Study authors conclude that bike lanes promote physical activity among all ages and are a cost-effective tool for planners. And local drivers here in the CBD tell me they're not having problems with all the additional bicyclists. "I love it, I love seeing them and they're very careful and I think they should be on the road," says one woman in the CBD. Other drivers say they're happy people are getting some exercise or that they're trying to be green and improve the environment by not driving a vehicle.
But the cyclists have issues with those behind the wheel, as this man points out, "The drivers don't respect the bikes. The bicycles don't have much room to drive here in the city.
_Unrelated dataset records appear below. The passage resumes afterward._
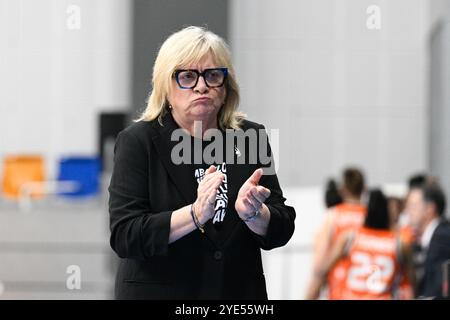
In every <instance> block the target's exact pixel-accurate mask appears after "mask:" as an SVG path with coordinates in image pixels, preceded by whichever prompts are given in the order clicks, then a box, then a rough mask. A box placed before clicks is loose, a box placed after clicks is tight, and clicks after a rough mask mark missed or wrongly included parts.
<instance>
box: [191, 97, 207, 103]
mask: <svg viewBox="0 0 450 320" xmlns="http://www.w3.org/2000/svg"><path fill="white" fill-rule="evenodd" d="M207 101H208V102H209V101H211V98H207V97H201V98H197V99H195V100H194V102H207Z"/></svg>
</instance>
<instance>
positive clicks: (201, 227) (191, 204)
mask: <svg viewBox="0 0 450 320" xmlns="http://www.w3.org/2000/svg"><path fill="white" fill-rule="evenodd" d="M190 212H191V217H192V220H193V221H194V224H195V226H196V227H197V229H199V230H200V231H201V232H202V233H205V229H204V227H205V225H204V224H203V225H202V224H201V223H200V221H198V218H197V216H196V215H195V212H194V204H191V208H190Z"/></svg>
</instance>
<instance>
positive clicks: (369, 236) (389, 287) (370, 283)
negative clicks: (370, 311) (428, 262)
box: [341, 227, 399, 300]
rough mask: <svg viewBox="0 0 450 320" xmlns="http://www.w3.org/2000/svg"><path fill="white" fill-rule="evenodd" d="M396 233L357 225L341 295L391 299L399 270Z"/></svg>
mask: <svg viewBox="0 0 450 320" xmlns="http://www.w3.org/2000/svg"><path fill="white" fill-rule="evenodd" d="M397 251H398V237H397V235H396V234H395V233H394V232H392V231H388V230H374V229H367V228H364V227H363V228H361V229H359V230H358V231H357V232H356V234H355V236H354V238H353V241H352V244H351V247H350V249H349V252H348V255H347V257H348V261H349V265H348V270H347V278H346V281H345V286H344V289H343V290H342V297H341V298H342V299H345V300H356V299H358V300H361V299H392V293H393V285H394V280H395V276H396V275H397V274H398V271H399V265H398V261H397Z"/></svg>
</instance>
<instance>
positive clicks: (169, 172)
mask: <svg viewBox="0 0 450 320" xmlns="http://www.w3.org/2000/svg"><path fill="white" fill-rule="evenodd" d="M153 128H154V130H155V131H156V134H154V135H153V137H152V140H153V143H154V145H155V148H156V151H157V152H158V154H159V157H160V159H161V162H162V164H163V165H164V167H165V168H166V171H167V173H168V175H169V177H170V179H171V180H172V182H173V183H174V185H175V186H176V188H177V190H178V191H179V192H180V194H181V195H182V197H183V199H184V200H185V201H186V203H191V202H193V201H194V200H195V199H196V193H197V190H189V188H186V186H185V185H184V184H183V181H186V180H187V179H192V177H191V176H190V174H191V173H190V172H188V171H187V170H185V168H183V165H176V164H174V163H173V161H172V158H171V153H172V148H173V147H174V146H175V145H176V144H177V143H178V142H177V141H171V136H172V132H173V131H174V130H175V129H178V128H179V127H178V125H177V124H176V122H175V121H174V120H173V118H172V115H171V114H170V113H168V114H166V115H165V116H164V117H163V126H161V125H160V124H159V122H157V121H155V125H154V126H153Z"/></svg>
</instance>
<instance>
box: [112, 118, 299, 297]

In other places, like New York, you have more lanes than you have here in New Orleans."
The study also found that the proportion of riders cycling in the correct direction - with traffic - has also increased.
Kathryn Parker, assistant director of Tulane's Prevention Research Center, led the study that shows "The overall number of cyclists grew by 110 percent on South Carrollton Avenue and the side streets. But the greatest increase happened on the street with new bike lanes - a 225 percent increase from 79 daily riders a year ago to 257 daily riders."
Parker says, "The total cost of the South Carrollton Avenue bike lanes was less than 1 percent of the total road resurfacing project."